SA Calls for Concerted and Co-ordinated Efforts to address Land Degradation and Drought at the CoP11 to the UNCCD

sa cop11The Minister of Water and Environmental Affairs,  Edna Molewa has called for the community of nations to arrive at an agreement that recognises that desertification, land degradation and drought (DLDD) is a reality which has impacted negatively on the livelihoods of humanity in a manner that cannot be ignored anymore.

 Minister Molewa was addressing a High Level Segment of the eleventh session of the Conference of the Parties (COP 11) to the United Nations Convention to Combat Desertification (UNCCD) which was held from the 16th to the 27th of September in Windhoek, Namibia. South Africa is a signatory to the United Nations Convention to Combat Desertification which it ratified in 1997.

The objective of the Convention is to combat desertification and mitigate the effects of drought in countries experiencing serious drought and/or desertification, particularly in Africa, through effective action at all levels, supported by international cooperation and partnership arrangements, in the framework of an integrated approach, with a view to contributing to the achievement of sustainable development in affected areas.

COP11 is considering an extensive agenda that includes the Ten Year Strategic Plan and Framework within the context of the report of the Committee for the Review of the Implementation of the Convention (CRIC) and the report of the Committee on Science and Technology (CST).

With climate change and a global population set to reach 9 billion by 2050, land and soil experts are getting alarmed that the land resource may come under excessive pressure to meet growing food, water, energy and other demands. In the context of the outcomes of Rio+20, the global community is expect to deliberate and take policy decisions that affirms why it is more economical for countries and the international community to put the measures needed to avert land over-exploitation sooner rather than later.

“It is better to deal with the root causes of land and ecosystem degradation rather than the symptoms, in other words, if you can put in place appropriate policies and practices that lead to the prevention of degradation, this will be the most efficient option than attempting rehabilitation. We need to draw parallels between the effects of climate change and the resultant land degradation and drought,”added Minster Molewa in her address.

Desertification is predictable, avoidable and often reversible through the restoration of degraded lands where feasible. There are many strategies that can be adopted to help save lives and livelihoods in drought‐affected communities. By reframing policies in terms of drought preparedness and risk management, as opposed to disaster response, investments can be made that are much more cost‐effective and lifesaving than sending compassionate aid after a crisis has occurred.

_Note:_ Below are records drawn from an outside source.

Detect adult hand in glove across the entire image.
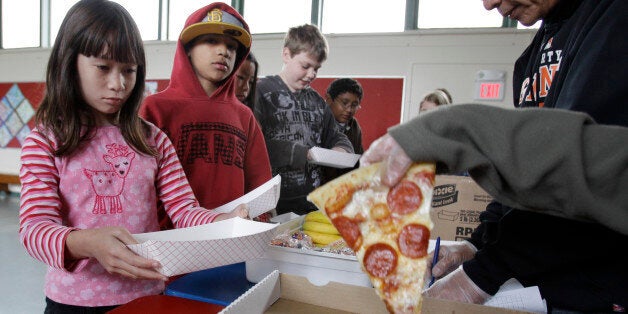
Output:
[427,241,478,278]
[423,266,491,304]
[360,134,412,186]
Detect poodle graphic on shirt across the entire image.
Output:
[83,143,135,214]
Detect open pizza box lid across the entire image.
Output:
[220,271,529,314]
[128,217,277,276]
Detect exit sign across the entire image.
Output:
[473,70,506,101]
[479,83,503,100]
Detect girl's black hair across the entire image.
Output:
[35,0,156,156]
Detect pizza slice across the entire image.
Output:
[308,163,435,313]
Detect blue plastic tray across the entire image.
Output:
[164,263,255,306]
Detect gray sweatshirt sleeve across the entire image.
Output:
[389,105,628,234]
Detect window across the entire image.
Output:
[50,0,159,46]
[418,0,503,28]
[113,0,161,40]
[321,0,406,33]
[0,0,41,48]
[0,0,541,48]
[243,0,312,34]
[50,0,78,46]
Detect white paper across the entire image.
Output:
[484,279,547,313]
[128,217,277,276]
[213,175,281,218]
[310,147,361,168]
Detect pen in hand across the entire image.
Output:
[427,237,440,288]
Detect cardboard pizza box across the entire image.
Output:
[430,175,493,241]
[220,271,528,314]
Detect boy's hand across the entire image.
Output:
[65,227,168,281]
[360,134,412,186]
[423,267,491,304]
[331,146,349,153]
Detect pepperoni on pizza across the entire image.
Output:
[308,163,435,313]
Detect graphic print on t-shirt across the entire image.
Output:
[519,37,562,107]
[176,122,247,169]
[83,143,135,214]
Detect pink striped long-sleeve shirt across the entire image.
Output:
[19,125,217,306]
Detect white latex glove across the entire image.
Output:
[360,134,412,186]
[423,266,491,304]
[427,241,478,278]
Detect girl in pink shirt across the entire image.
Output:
[19,0,248,313]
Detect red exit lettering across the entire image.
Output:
[480,83,501,99]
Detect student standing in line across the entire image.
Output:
[363,0,628,313]
[235,52,259,110]
[323,78,364,182]
[255,24,353,214]
[419,88,451,112]
[140,2,271,229]
[19,0,248,313]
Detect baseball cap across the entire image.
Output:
[180,9,251,48]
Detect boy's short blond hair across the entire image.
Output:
[283,24,329,63]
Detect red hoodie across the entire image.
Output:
[140,3,271,226]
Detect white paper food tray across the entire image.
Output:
[245,216,372,287]
[310,147,361,168]
[213,175,281,218]
[129,217,277,276]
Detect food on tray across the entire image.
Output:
[308,163,435,313]
[303,211,342,247]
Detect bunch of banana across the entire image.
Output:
[303,210,342,246]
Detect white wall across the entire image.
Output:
[0,29,535,177]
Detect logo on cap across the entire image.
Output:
[180,8,251,47]
[207,9,222,23]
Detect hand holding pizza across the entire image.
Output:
[360,134,412,186]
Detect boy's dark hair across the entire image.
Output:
[327,78,364,101]
[419,88,451,106]
[244,52,259,110]
[436,87,454,104]
[283,24,329,63]
[35,0,156,156]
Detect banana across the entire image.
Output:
[303,221,340,234]
[305,210,331,224]
[303,230,342,245]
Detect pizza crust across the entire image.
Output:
[308,163,435,313]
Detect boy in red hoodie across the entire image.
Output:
[140,2,271,229]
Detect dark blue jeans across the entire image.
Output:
[44,298,118,314]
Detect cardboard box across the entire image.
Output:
[430,175,493,241]
[245,214,372,287]
[220,271,526,314]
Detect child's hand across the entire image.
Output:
[214,204,249,221]
[65,227,168,281]
[331,146,349,153]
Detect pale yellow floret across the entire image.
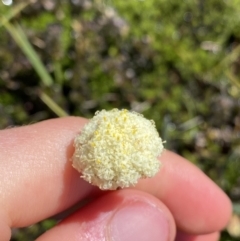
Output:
[72,109,163,190]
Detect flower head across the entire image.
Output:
[72,109,163,190]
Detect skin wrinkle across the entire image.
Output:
[0,117,231,239]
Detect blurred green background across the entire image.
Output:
[0,0,240,241]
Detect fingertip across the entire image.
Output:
[175,231,220,241]
[38,190,175,241]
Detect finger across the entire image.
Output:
[37,190,175,241]
[175,231,220,241]
[134,150,232,234]
[0,118,93,227]
[0,117,231,233]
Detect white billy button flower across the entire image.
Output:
[72,109,163,190]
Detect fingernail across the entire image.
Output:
[108,202,169,241]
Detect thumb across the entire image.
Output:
[37,189,175,241]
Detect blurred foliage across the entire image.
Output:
[0,0,240,240]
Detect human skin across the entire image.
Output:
[0,117,231,241]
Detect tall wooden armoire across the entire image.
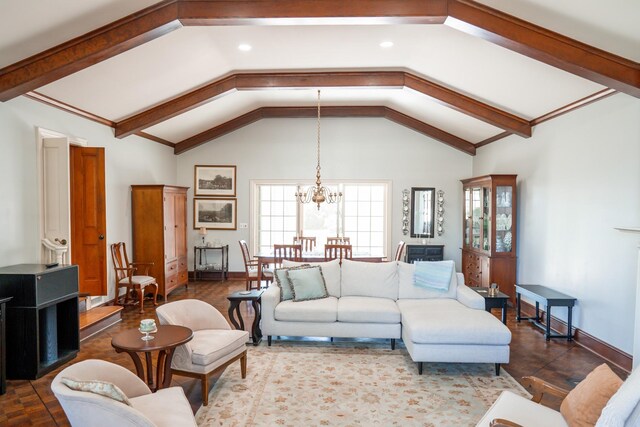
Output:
[131,185,189,301]
[462,175,517,302]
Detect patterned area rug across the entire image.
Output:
[196,342,529,427]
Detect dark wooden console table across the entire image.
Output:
[0,264,80,380]
[227,290,264,345]
[516,285,577,341]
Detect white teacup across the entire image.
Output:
[140,319,156,332]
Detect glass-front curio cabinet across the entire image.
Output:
[462,175,517,299]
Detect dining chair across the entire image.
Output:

Through social and economic interventions among vulnerable communities, capacity and resilience to withstand the effects of drought can be strengthened by encouraging sustainable land management, establishing early warning systems leading to early actions, alternative livelihoods to agriculture and pastoralism. The effects of drought, especially among the world’s poor, need not be so devastating.

“While biodiversity and healthy ecosystems provide wide-ranging benefits to society on the whole, many communities globally, and especially in Africa, depend directly on the products from local ecosystems for the majority of their food, energy, water and medicinal requirements. The degradation of ecosystems affects their ability to deliver ecosystem services, which in turn has a direct negative impact on human well-being as well as socio-economic conditions, especially for the poor”, added Minister Molewa.

The three principal environmental conventions, the UNCCD, United Nations Convention on Biodiversity (UNCBD) and the UN Framework Convention for Climate Change (UNFCCC) recognise that climate change is one of the main challenges that require adjustments on ecological, social, or economic systems in response to actual or expected climatic stimuli and their effects or impacts.  They all call for scaled-up overall mitigation and adaptation efforts and therefore, it is of paramount importance that developing countries affected by land degradation are able to confer the required priority in the adaptation and mitigation actions at national and regional levels.

The Minister was  accompanied by Deputy Minister of Water and Environmental Affairs, Rejoice Mabudafhasi, the South African High Commissioner to Namibia, Her Excellency,. Mavivi Myakayaka-Manzini, the Director-General of the Department of Environmental Affairs Nosipho Ngcaba and other senior officials from national and provincial governments.